In January 1933, when Adolf Hitler became Chancellor of Germany, he began to close church-affiliated schools and started a campaign to discredit the religious orders in Germany. Mayer spoke out against this persecution from the pulpit of St. Michael's in downtown Munich and because he was a powerful influence in the city, the Nazis could not tolerate such a force to oppose them.

On 16 May 1937, the Gestapo ordered Mayer to stop speaking in public which he obeyed, but he continued to preach in church.Mayer spoke out against anti-Catholic baiting campaigns and fought against Nazi church policy. Since he believed that a Catholic could not be a National Socialist, conflict inevitably arose between him and the Nazis. He preached that Man must obey God more than men. His protests against the Nazis landed him several times in Landsberg prison. Mayer resolutely spoke out against the Nazi régime's evil in his lectures and sermons.

On 5 June 1937, he was arrested and found himself in "protective custody" in Stadelheim Prison for six weeks. When he became the target of defamatory attacks on the part of the Nazis, his Jesuit superiors allowed him to return to the pulpit to defend himself against slanders that the Nazis made during his silence. He was re-arrested and served a sentence of five months.

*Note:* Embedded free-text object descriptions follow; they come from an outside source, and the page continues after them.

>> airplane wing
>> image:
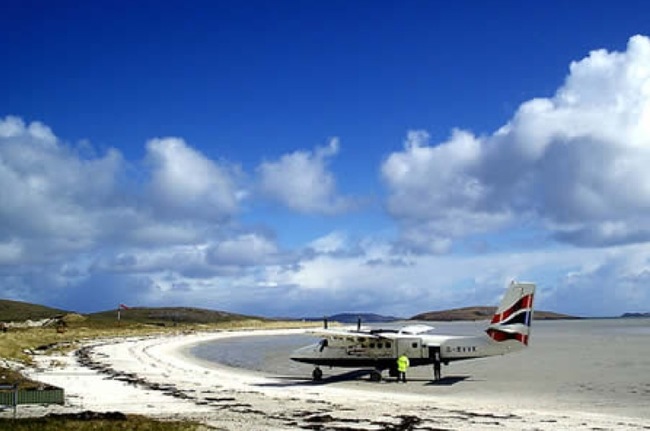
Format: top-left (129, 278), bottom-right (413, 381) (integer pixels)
top-left (306, 328), bottom-right (382, 339)
top-left (397, 324), bottom-right (435, 334)
top-left (375, 332), bottom-right (414, 340)
top-left (368, 324), bottom-right (435, 339)
top-left (308, 324), bottom-right (435, 340)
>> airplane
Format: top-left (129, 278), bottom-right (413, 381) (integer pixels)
top-left (290, 280), bottom-right (536, 382)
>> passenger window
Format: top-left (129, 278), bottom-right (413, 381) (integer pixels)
top-left (369, 343), bottom-right (375, 348)
top-left (411, 342), bottom-right (418, 348)
top-left (377, 343), bottom-right (383, 349)
top-left (386, 342), bottom-right (392, 348)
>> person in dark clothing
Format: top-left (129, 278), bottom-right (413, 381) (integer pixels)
top-left (433, 351), bottom-right (442, 381)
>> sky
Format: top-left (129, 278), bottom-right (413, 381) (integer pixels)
top-left (2, 1), bottom-right (650, 318)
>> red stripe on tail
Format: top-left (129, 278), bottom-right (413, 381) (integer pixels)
top-left (486, 328), bottom-right (529, 345)
top-left (490, 294), bottom-right (534, 324)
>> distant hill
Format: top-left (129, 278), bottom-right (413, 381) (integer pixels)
top-left (621, 312), bottom-right (650, 318)
top-left (328, 313), bottom-right (401, 323)
top-left (301, 313), bottom-right (400, 324)
top-left (0, 299), bottom-right (263, 326)
top-left (0, 299), bottom-right (68, 322)
top-left (411, 306), bottom-right (580, 321)
top-left (87, 306), bottom-right (261, 325)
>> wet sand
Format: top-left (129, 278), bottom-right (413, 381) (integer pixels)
top-left (2, 321), bottom-right (649, 430)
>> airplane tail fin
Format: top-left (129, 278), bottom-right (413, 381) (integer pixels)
top-left (485, 281), bottom-right (536, 346)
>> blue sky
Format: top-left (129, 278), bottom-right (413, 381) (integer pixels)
top-left (2, 1), bottom-right (650, 317)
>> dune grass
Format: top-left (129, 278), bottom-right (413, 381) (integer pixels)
top-left (0, 318), bottom-right (311, 363)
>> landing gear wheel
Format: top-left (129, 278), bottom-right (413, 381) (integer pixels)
top-left (369, 370), bottom-right (382, 382)
top-left (312, 368), bottom-right (323, 381)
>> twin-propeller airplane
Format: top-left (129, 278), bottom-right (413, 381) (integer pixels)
top-left (290, 281), bottom-right (536, 381)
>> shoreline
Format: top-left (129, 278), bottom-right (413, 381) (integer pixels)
top-left (2, 328), bottom-right (648, 430)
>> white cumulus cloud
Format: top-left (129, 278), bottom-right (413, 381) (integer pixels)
top-left (382, 34), bottom-right (650, 250)
top-left (0, 116), bottom-right (263, 308)
top-left (206, 233), bottom-right (280, 267)
top-left (257, 138), bottom-right (353, 214)
top-left (146, 137), bottom-right (242, 220)
top-left (0, 116), bottom-right (123, 260)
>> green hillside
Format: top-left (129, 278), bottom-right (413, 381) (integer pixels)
top-left (411, 306), bottom-right (580, 321)
top-left (0, 299), bottom-right (67, 322)
top-left (1, 298), bottom-right (265, 327)
top-left (86, 306), bottom-right (263, 325)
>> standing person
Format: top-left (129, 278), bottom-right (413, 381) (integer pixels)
top-left (396, 354), bottom-right (410, 383)
top-left (433, 351), bottom-right (442, 381)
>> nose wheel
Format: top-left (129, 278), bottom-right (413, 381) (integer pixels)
top-left (369, 370), bottom-right (382, 382)
top-left (312, 367), bottom-right (323, 381)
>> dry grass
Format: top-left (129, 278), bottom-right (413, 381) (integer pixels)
top-left (0, 318), bottom-right (319, 363)
top-left (0, 415), bottom-right (205, 431)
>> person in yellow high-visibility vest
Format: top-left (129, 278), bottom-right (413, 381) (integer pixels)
top-left (396, 354), bottom-right (410, 383)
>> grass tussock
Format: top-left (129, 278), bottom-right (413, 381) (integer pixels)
top-left (0, 415), bottom-right (204, 431)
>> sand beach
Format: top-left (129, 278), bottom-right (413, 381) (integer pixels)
top-left (2, 322), bottom-right (649, 430)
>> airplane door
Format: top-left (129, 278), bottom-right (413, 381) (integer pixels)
top-left (396, 337), bottom-right (423, 358)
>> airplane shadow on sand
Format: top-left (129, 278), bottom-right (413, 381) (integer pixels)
top-left (424, 376), bottom-right (471, 386)
top-left (253, 370), bottom-right (471, 388)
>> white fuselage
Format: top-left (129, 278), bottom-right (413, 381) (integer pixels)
top-left (290, 331), bottom-right (523, 369)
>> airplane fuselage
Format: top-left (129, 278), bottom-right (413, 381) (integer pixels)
top-left (291, 333), bottom-right (523, 370)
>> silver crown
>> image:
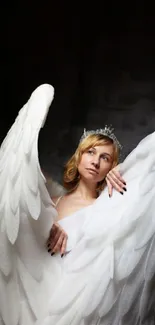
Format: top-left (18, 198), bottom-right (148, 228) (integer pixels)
top-left (79, 125), bottom-right (122, 150)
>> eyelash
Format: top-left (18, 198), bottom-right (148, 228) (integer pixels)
top-left (88, 149), bottom-right (94, 154)
top-left (101, 156), bottom-right (109, 162)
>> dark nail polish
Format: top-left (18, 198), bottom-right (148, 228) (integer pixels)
top-left (123, 182), bottom-right (126, 185)
top-left (61, 254), bottom-right (64, 258)
top-left (109, 194), bottom-right (111, 198)
top-left (47, 243), bottom-right (50, 248)
top-left (51, 252), bottom-right (55, 256)
top-left (123, 187), bottom-right (127, 191)
top-left (48, 248), bottom-right (51, 252)
top-left (120, 191), bottom-right (124, 195)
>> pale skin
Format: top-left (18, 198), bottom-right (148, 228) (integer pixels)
top-left (47, 143), bottom-right (126, 256)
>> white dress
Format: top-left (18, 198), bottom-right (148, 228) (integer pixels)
top-left (0, 84), bottom-right (155, 325)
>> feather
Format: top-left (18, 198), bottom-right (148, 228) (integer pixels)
top-left (5, 203), bottom-right (20, 245)
top-left (0, 230), bottom-right (12, 275)
top-left (0, 84), bottom-right (55, 325)
top-left (144, 234), bottom-right (155, 281)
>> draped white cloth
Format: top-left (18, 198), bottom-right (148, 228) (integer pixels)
top-left (0, 84), bottom-right (154, 325)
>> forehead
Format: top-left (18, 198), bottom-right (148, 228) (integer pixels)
top-left (92, 144), bottom-right (114, 155)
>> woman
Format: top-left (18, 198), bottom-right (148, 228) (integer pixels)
top-left (47, 129), bottom-right (127, 257)
top-left (41, 126), bottom-right (155, 325)
top-left (0, 84), bottom-right (154, 325)
top-left (41, 100), bottom-right (155, 325)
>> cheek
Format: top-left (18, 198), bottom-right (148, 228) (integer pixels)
top-left (99, 162), bottom-right (113, 177)
top-left (78, 157), bottom-right (86, 172)
top-left (79, 155), bottom-right (89, 167)
top-left (78, 154), bottom-right (91, 175)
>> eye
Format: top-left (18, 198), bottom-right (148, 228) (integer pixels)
top-left (101, 155), bottom-right (109, 162)
top-left (88, 149), bottom-right (94, 155)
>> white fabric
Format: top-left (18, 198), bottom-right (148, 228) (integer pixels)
top-left (0, 84), bottom-right (155, 325)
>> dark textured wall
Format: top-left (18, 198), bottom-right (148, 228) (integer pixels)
top-left (4, 3), bottom-right (155, 182)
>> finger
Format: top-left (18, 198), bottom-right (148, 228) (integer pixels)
top-left (52, 233), bottom-right (65, 254)
top-left (49, 223), bottom-right (58, 237)
top-left (46, 235), bottom-right (54, 248)
top-left (48, 228), bottom-right (62, 251)
top-left (47, 226), bottom-right (57, 248)
top-left (110, 169), bottom-right (126, 185)
top-left (47, 240), bottom-right (55, 253)
top-left (60, 236), bottom-right (68, 256)
top-left (107, 172), bottom-right (126, 190)
top-left (46, 224), bottom-right (56, 247)
top-left (106, 178), bottom-right (113, 197)
top-left (47, 224), bottom-right (61, 249)
top-left (106, 176), bottom-right (124, 194)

Mayer was arrested again 3 November 1939 and sent to Sachsenhausen concentration camp under the Kanzelparagraphen, a series of 19th-century laws that forbade the clergy to make political statements. He was released from there on the condition of a broad ban on preaching. The sixty-three-year old priest developed heart problems, From late 1944, he was interned in Ettal Monastery, mainly because the Nazis were afraid that he would die in the concentration camp, and thus become a martyr. He remained there until liberated by the US forces in May 1945.